- Kategori
- Doğal Hayat / Çevre
Su savaşları kapıda
Yaşadığımız çağda veya günümüzde gün geçtikçe su stratejik bir sorun olarak kapıda bekliyor.
Etopya'da, Bengal'de, Mısır'da, Çin'de su kıtlığı yüzünden büyük anlaşmazlıklar yaşanıyor. Bu sorun uluslar arası boyutta bile git gide gerginliklerin artmasına neden oluyor. Suriye ile İsrail'in paylaşamadığı Golan Ovası, kurak bir bölgede yer altı su haznesi. Fırat Nehri üzerinde inşa ettiğimiz barajlar ülkemizle Suriye arasında tartışma konusu.

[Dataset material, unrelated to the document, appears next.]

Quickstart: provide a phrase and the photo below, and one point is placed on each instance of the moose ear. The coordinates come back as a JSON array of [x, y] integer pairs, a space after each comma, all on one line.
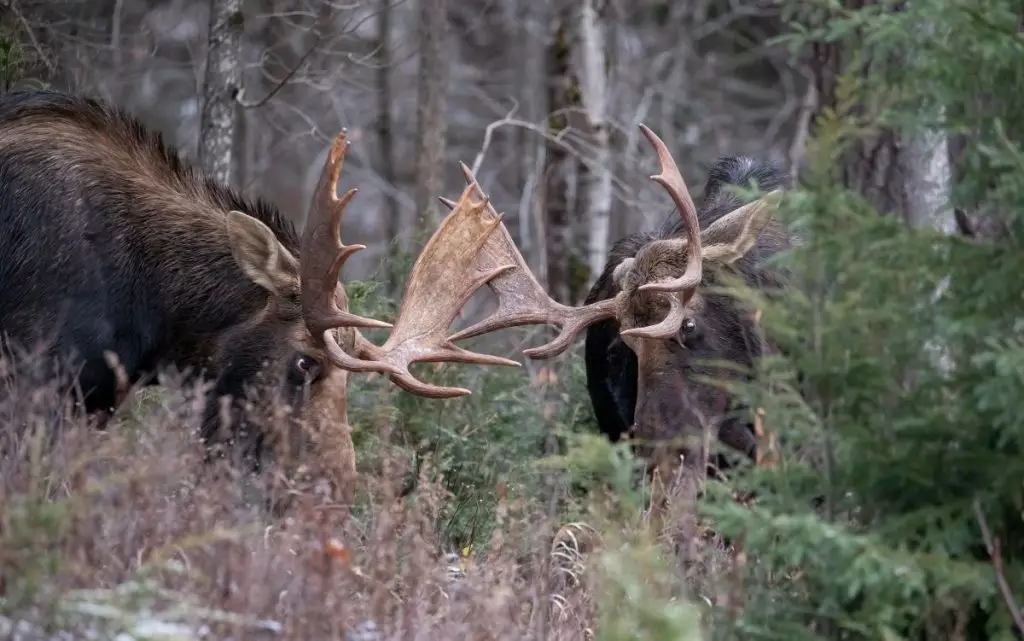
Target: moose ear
[[729, 238], [261, 256]]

Bu sorun dünyanın bir çok ülkesinde büyük huzursuzluklara yol açmaktadır. Akarsuların debilerinin azaltılması da veya kısmen de olsa yataklara su bırakılması hızla kapıya dayanan bu sorunu çözmeyecek. İndus nehrinde son dört yılda su seviyesinin en düşük seviyede seyretmesi bu bölgede ekilen buğdayda ürünün % 40'ın altına düştüğü göz önüne alınırsa yavaş yavaş bu sorunun yüksek sesle kapıya dayandığını göstermektedir. Oldukça büyük sorsıntılara yol açacak bu durum önümüzdeki yıllarda yaşayacağımız en büyük sorunların başında (su kıtlığı) olacaktır. Dünyada yer üstü ve yer altı suların gittikçe azaldığı göz önüne alınırsa bazı ülkeler yakın bir zamanda tarımdan vazgeçmek zorunda kalcaklardır.

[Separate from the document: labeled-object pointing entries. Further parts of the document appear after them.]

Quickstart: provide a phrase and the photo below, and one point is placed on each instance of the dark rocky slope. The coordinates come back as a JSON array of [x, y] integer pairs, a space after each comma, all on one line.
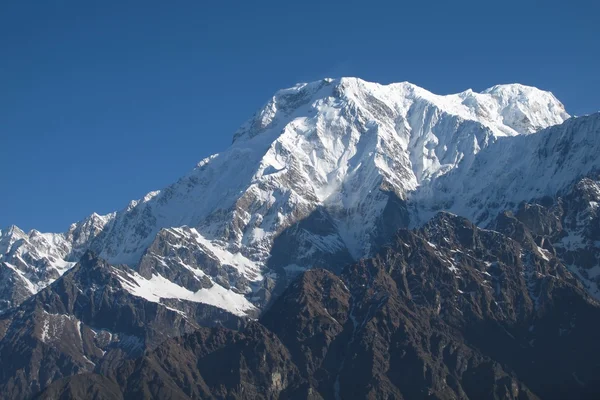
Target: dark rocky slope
[[449, 311]]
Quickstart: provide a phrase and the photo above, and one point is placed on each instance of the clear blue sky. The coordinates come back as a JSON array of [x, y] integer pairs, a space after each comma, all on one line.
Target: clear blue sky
[[103, 101]]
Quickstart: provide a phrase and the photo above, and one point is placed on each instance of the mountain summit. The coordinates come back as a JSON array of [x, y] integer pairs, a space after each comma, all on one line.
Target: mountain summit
[[323, 172]]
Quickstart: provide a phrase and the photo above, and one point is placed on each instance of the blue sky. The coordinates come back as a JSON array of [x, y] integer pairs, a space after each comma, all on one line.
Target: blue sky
[[101, 102]]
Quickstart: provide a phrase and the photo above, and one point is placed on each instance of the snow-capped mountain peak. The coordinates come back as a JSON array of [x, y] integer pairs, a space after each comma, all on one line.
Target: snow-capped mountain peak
[[318, 168]]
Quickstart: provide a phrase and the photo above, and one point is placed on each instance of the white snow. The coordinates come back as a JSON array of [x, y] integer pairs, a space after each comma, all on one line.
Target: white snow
[[336, 144], [158, 288]]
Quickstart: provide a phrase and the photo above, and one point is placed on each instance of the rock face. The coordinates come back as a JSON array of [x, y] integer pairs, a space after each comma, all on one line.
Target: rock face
[[319, 176], [310, 260], [87, 321], [444, 312]]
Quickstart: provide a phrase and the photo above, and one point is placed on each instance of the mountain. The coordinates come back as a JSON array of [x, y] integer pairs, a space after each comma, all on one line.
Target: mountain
[[320, 176], [329, 253], [449, 311]]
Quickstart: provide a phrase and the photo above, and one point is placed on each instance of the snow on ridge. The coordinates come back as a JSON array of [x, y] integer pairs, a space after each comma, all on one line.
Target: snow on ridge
[[158, 287], [331, 143]]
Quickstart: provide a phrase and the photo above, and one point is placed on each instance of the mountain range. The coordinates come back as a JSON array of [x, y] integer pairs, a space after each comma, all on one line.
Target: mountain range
[[355, 240]]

Çin bu sorunlar yüzünden politikasını değiştirdi. Burada en çok suyu kentler ve endüstri tüketiyor. Bu ülkede tarım arta kalan suyla idare ediyor. Bunun sonucunda tarım üretimi hızla azalıyor. Aşırı nüfusa sahip olan Çin'de her yıl suyu çekilen binlerce kuyu terk ediliyor. Yer altı su seviyesi sürekli düşüyor. Yani sular tükeniyor ve bu ülkede yeni açılan 200.000'in üzerinde kuyu da yavaş yavaş kuruyor. Düşünün yüzmilyonlarca Çinli nüfus susuz kaldığında ne olacak. Ülkemizin de bazı bölgelerinde bu durum çok ciddi sinyaller veriyor.
Dünyada nehirlerden ve yeraltı suyundan sondajlarla çekilen suyun % 70'i tarımda, % 20'si endüstri'de kullanılyor. % 10'unu insanlar içme ve diğer kullanma ihtiyaçlarında tüketiyor. Sıcak iklime sahip ülkelerde kuraklık tüm dünya yı doğrudan etkileyebilir.

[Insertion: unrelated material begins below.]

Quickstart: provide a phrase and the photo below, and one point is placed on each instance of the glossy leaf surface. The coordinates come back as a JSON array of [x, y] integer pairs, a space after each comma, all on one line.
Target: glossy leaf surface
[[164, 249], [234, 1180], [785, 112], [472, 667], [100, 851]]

Uzaydan çekilen fotograflara bakıldığında kentlerimiz, dikkat edin planlı büyüyen demiyorum.. şişen kentler diyorum. En verimli toprakları, sulak alanları, yer altı su havzalarını hastalıklı ölümcül bir virüs gibi kemiriyor, tüketiyor. Bir başka sorun da tarım üretiminde bilinçsizce kullanılan gübre ve diğer zirai ilaçların yer altı sularının kirletmesi. Öyle ki bu durum kuzey ülkelerinde bile içme su rezervlerini tehdit altına almış durumda. Kentlerin ve diğer irili ufaklı yerleşim merkezlerin önemli bölümünün atık suları nehirlere deşarj ediliyor. 20. yüzyılın ikinci yarısında tahıl ekilen toprakların yüz ölçümü kişi başına 0,24 hektardan 0,12 hektara düştü. Dünyada dengeleri bozacak öncelikli sorunların başında su kıtlığının olacağı akıllara kesinlikle kazınmalıdır. Bu durumu görmek için tarihin geçmiş sayfalarına bir göz atmak yeterli olacaktır.